Cuando por fin estuvieron afuera y pudieron evaluar la situación, resultó que ninguno estaba herido; lo de Nadia era una hemorragia nasal. El avión, en cambio, había sufrido daños.

– Tal como temía, se dobló la hélice -dijo Angie.

– ¿Es grave? -preguntó Alexander.

– En circunstancias normales no es grave. Si consigo otra hélice, yo misma la puedo cambiar, pero aquí estamos fritos. ¿De dónde voy a sacar una de repuesto?

Antes que el hermano Fernando alcanzara a abrir la boca, Angie lo enfrentó con los brazos en jarra.

– ¡Y no me diga que su Dios proveerá, si no quiere que me enoje de verdad!

El misionero guardó prudente silencio.

– ¿Dónde estamos exactamente? -preguntó Kate.

– No tengo la menor idea -admitió Angie.

El hermano Fernando consultó su mapa y concluyó que seguramente no estaban muy lejos de Ngoubé, la aldea donde sus compañeros habían establecido la misión.

– Estamos rodeados de jungla tropical y pantanos, no hay forma de salir de aquí sin un bote -dijo Angie.

– Entonces hagamos fuego. Una taza de té y un trago de vodka no nos caerían mal -propuso Kate.

4 Incomunicados en la jungla

Al caer la noche los expedicionarios decidieron acampar cerca de los árboles, donde estarían mejor protegidos.

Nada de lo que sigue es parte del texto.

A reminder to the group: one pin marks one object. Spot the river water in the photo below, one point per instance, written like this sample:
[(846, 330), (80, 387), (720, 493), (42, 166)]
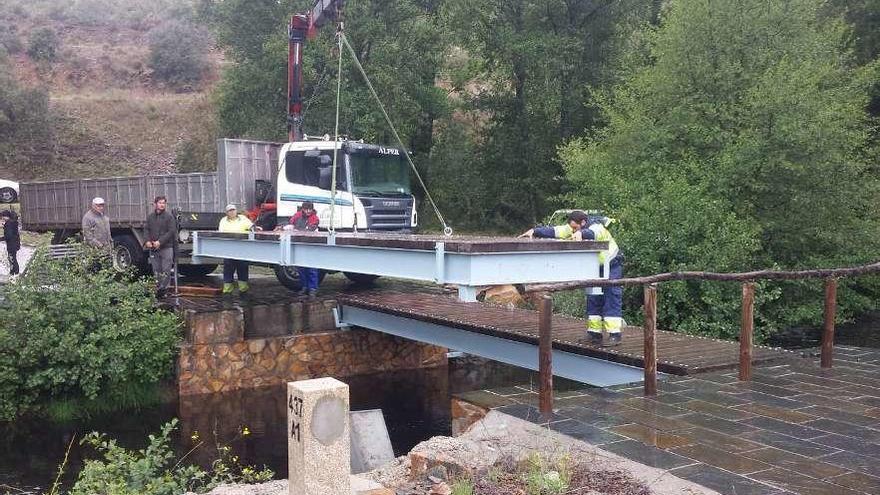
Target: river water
[(416, 405)]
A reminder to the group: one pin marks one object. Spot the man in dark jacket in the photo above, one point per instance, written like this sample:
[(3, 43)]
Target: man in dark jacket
[(306, 219), (160, 235), (12, 238)]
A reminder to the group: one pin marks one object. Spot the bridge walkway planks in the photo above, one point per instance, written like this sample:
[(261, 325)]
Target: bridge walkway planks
[(678, 354)]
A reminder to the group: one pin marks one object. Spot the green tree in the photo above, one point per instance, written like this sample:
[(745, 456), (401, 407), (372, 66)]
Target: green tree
[(534, 65), (737, 138), (178, 53), (76, 335)]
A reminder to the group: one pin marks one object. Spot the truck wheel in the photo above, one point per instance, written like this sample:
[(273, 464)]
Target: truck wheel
[(361, 278), (289, 278), (128, 253), (196, 270), (8, 195)]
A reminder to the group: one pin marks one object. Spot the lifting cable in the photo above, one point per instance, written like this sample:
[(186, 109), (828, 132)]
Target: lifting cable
[(336, 137), (343, 40)]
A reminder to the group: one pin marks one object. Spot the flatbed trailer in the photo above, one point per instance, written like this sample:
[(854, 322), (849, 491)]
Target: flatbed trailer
[(466, 261)]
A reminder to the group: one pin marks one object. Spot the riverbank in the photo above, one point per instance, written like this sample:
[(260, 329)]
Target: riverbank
[(489, 449)]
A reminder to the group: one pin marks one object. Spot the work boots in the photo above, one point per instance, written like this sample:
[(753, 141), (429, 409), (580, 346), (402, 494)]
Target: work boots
[(614, 338)]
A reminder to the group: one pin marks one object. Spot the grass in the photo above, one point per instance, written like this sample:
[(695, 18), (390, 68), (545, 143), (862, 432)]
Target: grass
[(124, 397), (462, 486)]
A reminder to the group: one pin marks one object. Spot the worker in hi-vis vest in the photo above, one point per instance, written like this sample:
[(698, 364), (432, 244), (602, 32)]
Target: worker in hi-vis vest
[(604, 310)]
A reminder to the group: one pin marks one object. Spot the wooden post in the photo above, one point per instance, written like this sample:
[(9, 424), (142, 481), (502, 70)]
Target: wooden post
[(828, 330), (746, 332), (650, 340), (545, 354)]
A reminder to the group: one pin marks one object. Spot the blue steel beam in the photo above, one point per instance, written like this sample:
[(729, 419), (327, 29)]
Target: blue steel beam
[(468, 270), (584, 369)]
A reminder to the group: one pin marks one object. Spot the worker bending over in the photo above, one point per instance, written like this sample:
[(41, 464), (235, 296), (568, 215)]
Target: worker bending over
[(306, 219), (604, 306)]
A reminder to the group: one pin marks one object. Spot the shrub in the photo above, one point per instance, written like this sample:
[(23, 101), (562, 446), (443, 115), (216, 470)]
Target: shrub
[(156, 470), (178, 54), (72, 333), (43, 45)]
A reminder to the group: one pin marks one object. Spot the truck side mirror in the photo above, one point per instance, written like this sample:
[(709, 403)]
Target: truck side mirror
[(325, 171), (324, 179)]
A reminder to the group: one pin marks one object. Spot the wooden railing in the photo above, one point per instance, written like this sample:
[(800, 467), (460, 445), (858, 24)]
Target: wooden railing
[(746, 338)]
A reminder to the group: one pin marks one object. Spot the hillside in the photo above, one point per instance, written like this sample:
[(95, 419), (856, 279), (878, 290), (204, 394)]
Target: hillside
[(108, 114)]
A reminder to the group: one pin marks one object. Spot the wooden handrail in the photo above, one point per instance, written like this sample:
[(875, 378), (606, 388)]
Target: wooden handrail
[(714, 276), (545, 355)]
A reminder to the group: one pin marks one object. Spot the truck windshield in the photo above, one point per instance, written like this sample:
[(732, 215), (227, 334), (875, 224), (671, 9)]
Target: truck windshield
[(379, 174)]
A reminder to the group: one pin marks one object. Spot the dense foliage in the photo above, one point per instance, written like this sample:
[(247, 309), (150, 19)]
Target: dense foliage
[(157, 469), (178, 54), (737, 138), (71, 332)]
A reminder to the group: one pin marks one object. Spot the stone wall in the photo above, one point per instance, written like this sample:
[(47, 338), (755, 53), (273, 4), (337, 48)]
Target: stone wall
[(218, 356)]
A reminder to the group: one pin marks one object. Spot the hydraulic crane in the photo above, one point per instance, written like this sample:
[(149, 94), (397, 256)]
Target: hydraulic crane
[(303, 26)]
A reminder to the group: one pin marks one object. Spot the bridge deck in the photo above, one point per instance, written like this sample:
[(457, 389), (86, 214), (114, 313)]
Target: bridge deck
[(678, 354)]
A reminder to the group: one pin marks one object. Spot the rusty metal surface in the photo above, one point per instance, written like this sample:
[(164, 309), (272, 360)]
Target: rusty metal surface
[(452, 244), (678, 354)]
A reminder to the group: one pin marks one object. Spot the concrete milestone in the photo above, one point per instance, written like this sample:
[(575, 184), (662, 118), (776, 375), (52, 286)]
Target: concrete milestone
[(319, 443)]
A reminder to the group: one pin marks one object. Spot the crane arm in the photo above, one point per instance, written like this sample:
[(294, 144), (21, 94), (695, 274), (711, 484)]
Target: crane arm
[(304, 26)]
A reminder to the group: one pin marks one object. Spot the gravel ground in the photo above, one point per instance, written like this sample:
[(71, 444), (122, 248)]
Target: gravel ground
[(24, 255)]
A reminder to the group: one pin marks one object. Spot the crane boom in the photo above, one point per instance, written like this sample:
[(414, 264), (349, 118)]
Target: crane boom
[(304, 26)]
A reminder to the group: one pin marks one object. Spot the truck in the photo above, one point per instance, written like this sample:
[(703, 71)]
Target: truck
[(271, 180)]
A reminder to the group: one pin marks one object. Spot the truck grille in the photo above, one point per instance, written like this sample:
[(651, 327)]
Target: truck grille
[(388, 213)]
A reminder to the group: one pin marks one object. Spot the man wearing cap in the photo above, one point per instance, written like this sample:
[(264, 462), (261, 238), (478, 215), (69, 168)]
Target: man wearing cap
[(233, 222), (96, 226)]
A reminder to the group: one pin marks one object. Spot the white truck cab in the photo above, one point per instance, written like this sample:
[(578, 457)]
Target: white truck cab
[(372, 185)]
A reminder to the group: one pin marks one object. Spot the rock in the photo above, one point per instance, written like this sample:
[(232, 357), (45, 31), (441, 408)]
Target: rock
[(438, 474), (441, 489), (504, 295)]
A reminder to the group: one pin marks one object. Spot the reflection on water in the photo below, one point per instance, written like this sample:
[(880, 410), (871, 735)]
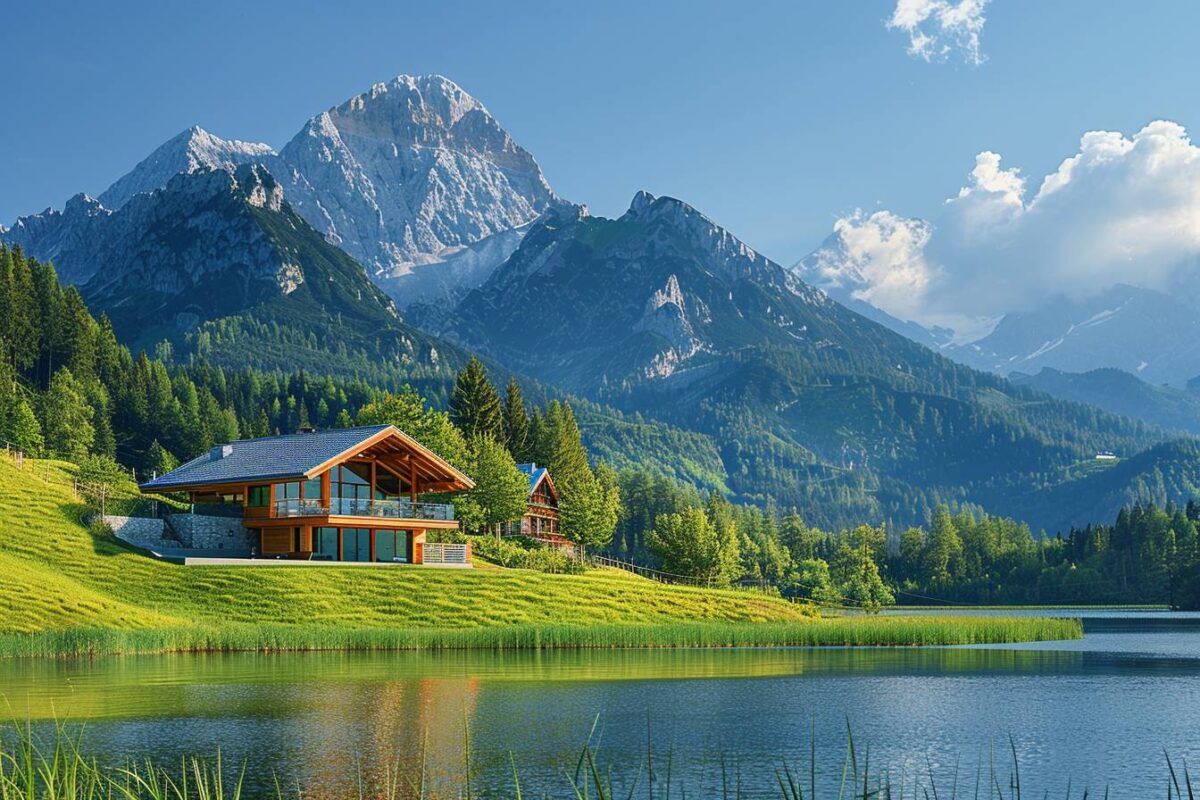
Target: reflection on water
[(1099, 710)]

– ¿Hay pitones por estos lados? -preguntó Joel González, pensando en el abrazo casi fatal de una anaconda en el Amazonas.

– Las pitones no son problema, porque se ven de lejos y se pueden matar a tiros. Peores son la víbora de Gabón y la cobra del bosque. El veneno mata en cuestión de minutos -dijo Angie.

– ¿Tenemos antídoto?

– Para ésas no hay antídoto. Me preocupan más los cocodrilos, esos bichos comen de todo… -comentó Angie.

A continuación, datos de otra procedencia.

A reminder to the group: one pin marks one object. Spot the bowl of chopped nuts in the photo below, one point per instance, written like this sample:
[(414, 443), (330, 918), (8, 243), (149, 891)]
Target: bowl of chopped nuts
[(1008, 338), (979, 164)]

– Pero se quedan en el río, ¿no? -preguntó Alexander.

– También son feroces en tierra. Cuando los animales salen de noche a beber, los cogen y los arrastran hasta el fondo del río. No es una muerte agradable -explicó Angie.

La mujer disponía de un revólver y un rifle, aunque nunca había tenido ocasión de dispararlos. En vista de que deberían hacer turnos para vigilar por la noche, les explicó a los demás cómo usarlos. Dieron unos cuantos tiros y comprobaron que las armas estaban en buen estado, pero ninguno de ellos fue capaz de acertar al blanco a pocos metros de distancia. El hermano Fernando se negó a participar, porque según dijo, las armas de fuego las carga el diablo. Su experiencia en la guerra de Ruanda lo había dejado escaldado.

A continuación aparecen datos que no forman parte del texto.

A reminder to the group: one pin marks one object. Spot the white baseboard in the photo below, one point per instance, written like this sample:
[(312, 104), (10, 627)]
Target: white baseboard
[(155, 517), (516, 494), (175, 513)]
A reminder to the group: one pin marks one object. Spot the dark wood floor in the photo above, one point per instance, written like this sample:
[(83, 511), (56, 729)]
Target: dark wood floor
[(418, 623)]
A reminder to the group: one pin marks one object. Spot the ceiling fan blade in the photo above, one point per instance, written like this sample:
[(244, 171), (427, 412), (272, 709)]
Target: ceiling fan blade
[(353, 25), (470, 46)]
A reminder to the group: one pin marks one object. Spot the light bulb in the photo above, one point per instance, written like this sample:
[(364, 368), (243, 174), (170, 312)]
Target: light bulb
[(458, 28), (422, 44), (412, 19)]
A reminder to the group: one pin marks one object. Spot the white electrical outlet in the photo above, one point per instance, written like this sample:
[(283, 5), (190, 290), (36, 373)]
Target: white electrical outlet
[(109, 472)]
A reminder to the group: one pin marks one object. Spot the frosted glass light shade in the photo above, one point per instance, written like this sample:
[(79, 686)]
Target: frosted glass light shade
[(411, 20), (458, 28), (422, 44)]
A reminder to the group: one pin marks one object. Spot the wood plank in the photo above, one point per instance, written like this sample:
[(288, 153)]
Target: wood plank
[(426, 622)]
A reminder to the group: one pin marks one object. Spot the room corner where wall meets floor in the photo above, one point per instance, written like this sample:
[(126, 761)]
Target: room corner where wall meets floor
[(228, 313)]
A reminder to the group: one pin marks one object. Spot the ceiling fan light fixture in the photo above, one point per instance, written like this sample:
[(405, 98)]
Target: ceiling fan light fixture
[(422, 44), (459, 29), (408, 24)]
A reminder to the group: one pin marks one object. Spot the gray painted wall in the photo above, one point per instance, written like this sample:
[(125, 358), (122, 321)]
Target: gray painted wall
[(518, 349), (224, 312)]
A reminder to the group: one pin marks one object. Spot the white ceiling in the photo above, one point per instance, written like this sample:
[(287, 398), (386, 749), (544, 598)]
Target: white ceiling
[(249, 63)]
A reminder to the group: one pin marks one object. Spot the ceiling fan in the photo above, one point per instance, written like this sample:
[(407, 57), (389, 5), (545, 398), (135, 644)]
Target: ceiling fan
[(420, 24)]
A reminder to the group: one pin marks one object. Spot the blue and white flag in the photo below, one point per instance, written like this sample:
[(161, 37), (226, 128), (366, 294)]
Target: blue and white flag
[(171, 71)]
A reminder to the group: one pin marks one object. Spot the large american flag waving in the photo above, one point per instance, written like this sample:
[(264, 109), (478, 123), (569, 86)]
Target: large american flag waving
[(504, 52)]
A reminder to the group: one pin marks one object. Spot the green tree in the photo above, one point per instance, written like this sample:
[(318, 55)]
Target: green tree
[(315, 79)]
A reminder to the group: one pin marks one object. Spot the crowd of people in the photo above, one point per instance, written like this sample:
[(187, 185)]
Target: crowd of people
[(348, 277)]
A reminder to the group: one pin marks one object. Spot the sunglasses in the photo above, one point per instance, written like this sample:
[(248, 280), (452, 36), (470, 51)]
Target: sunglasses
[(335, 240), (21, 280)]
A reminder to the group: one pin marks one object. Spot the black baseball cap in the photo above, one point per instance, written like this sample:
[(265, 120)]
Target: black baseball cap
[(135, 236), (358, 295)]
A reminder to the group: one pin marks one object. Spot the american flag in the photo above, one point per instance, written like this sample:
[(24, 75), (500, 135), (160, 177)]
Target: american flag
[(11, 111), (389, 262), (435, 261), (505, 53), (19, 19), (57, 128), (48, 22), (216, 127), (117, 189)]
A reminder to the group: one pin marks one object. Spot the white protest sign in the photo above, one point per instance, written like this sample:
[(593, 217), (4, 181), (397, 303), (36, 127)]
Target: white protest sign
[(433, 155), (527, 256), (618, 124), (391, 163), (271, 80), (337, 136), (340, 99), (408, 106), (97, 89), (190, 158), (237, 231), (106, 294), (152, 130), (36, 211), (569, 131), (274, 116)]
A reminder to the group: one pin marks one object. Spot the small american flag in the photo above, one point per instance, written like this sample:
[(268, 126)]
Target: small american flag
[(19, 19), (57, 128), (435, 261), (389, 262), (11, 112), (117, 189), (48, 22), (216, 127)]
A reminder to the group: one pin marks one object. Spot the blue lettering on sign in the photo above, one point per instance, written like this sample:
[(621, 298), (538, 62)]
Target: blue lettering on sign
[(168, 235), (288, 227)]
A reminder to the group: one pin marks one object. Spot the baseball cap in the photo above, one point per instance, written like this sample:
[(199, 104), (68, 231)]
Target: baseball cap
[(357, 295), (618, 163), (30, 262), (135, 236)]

– Esta es mi protección, un escapulario -dijo, mostrando un trozo de tela que llevaba colgado de un cordel al cuello.

– ¿Qué? -preguntó Kate, quien nunca había oído esa palabra.

– Es un objeto santo, está bendito por el Papa -aclaró Joel González, mostrando uno similar en su pecho.

Para Kate, formada en la sobriedad de la Iglesia protestante, el culto católico resultaba tan pintoresco como las ceremonias religiosas de los pueblos africanos.

– Yo también tengo un amuleto, pero no creo que me salve de las fauces de un cocodrilo -dijo Angie mostrando una bolsita de cuero.

– ¡No compare su fetiche de brujería con un escapulario! -replicó el hermano Fernando, ofendido.

– ¿Cuál es la diferencia? -preguntó Alexander, muy interesado.

– Uno representa el poder de Cristo y el otro es una superstición pagana.

– Las creencias propias se llaman religión, las de los demás se llaman superstición -comentó Kate.

Repetía esa frase delante de su nieto en cuanta oportunidad se le presentaba, para machacarle respeto por otras culturas. Otros de sus dichos favoritos eran: «Lo nuestro es idioma, lo que hablan los demás son dialectos», y «Lo que hacen los blancos es arte y lo que hacen otras razas es artesanía». Alexander había tratado de explicar estos dichos de su abuela en la clase de ciencias sociales, pero nadie captó la ironía.